Recently, Papa Whisky published an article on how the WFTDA Ranking system works.
This was a good introduction to the system, but perhaps missed a few technical points, which we feel are important. In addition, we think it might be useful to introduce other rating systems used in Roller Derby for comparison.
This article aims to address these two issues, and should be read in concert with the above linked article.
In this article, there is some maths. In this maths, we use: Pu to mean “the points scored by your team”, Po to mean “the points scored by the opponent”, as well as some other values later on.
Other Ranking systems – FTS
While Papa Whisky implies that Flat Track Stats does ranking and rating in a similar way to WFTDA’s own official ratings and rankings, in fact the FTS algorithm is somewhat different.
FTS ratings are a variant of Elo ratings – named for Arpad Elo, who developed them for Chess in the late 1950s. Rather like WFTDA Ratings, FTS Ratings are an indication of how well you should do, but with a different basis – Elo Ratings are logarithmic, like Richter factors for earthquakes, or decibels for sound, so every 400 (or so) difference in Elo Rating is a ten-fold (or so) factor in expected score ratio. [FTS probably doesn’t use the number 400 exactly.]
FTS ratings also update based upon how well you do, versus your expected performance. FTS measures performance in terms of what they call “difference over sum” (DoS) – this is the ratio of the point spread (your points minus their points) to the total points (your points plus their points) in the game:
(Pu-Po) / (Pu+Po)
Essentially, every game you play adds points to your rating, based upon how well you beat the expectation from your relative ratings. (The actual calculation used by FTS is not published, but classical Elo ratings give you a bonus based on the sum of your opponent’s rating and a factor proportional to the fraction of the score you got.)
At any given time, a team’s FTS Rating is the sum of all of the bonus points they have gotten over the team’s entire history. [In fact, most teams will have more than one FTS Rating – FTS maintains multiple ratings; for WFTDA, MRDA, Europe, North America etc – which differ mostly in which games count towards a teams’ total points.]
Other Ranking systems – MRDA
The MRDA also does not use WFTDA ratings or rankings for their quarterly ratings. In fact, non-members have no knowledge of how the MRDA Rankings are calculated.

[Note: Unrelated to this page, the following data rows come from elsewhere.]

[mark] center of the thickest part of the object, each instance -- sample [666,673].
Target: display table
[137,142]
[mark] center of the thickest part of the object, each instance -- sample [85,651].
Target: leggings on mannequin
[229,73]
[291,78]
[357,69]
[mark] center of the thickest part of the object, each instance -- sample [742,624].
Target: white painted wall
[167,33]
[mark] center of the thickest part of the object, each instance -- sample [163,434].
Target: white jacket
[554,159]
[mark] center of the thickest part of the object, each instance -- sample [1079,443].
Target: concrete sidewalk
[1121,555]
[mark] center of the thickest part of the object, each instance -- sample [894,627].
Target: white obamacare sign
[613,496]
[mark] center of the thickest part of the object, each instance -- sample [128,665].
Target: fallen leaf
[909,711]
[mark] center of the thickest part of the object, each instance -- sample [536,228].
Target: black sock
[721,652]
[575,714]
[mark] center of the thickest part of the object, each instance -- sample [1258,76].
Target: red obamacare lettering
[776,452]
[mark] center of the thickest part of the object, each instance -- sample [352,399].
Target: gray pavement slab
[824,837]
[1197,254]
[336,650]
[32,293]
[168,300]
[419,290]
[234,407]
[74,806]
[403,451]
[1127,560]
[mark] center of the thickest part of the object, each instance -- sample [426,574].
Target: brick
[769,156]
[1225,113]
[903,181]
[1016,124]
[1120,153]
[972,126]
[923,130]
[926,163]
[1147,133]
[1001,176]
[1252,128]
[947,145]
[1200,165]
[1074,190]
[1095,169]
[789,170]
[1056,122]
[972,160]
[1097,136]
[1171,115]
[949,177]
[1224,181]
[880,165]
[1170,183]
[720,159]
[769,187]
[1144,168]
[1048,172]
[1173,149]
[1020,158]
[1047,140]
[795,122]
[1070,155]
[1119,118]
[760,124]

This also means we can’t say much more about it here, which is extremely problematic.
Other Ranking systems – SRDRank (v1,2)
Our own rating system, SRDRank, is the most different in principles to the rating systems here.
Every other rating system works on pairwise comparison – a given game affects only the ratings of the two teams which play, and the rating of Team A will be the sum of all the effects from the games in its history.
SRDRank is based on global optimisation: every game doesn’t just tell us something about the two teams which played, but also something about every other team which has played them recently, and so on.
SRDRank v1 and v2 perform this calculation in slightly different ways, but in both cases they care about the points ratio:
in any given game. (Technically, we use log(Pu/Po), but that doesn’t affect understanding.)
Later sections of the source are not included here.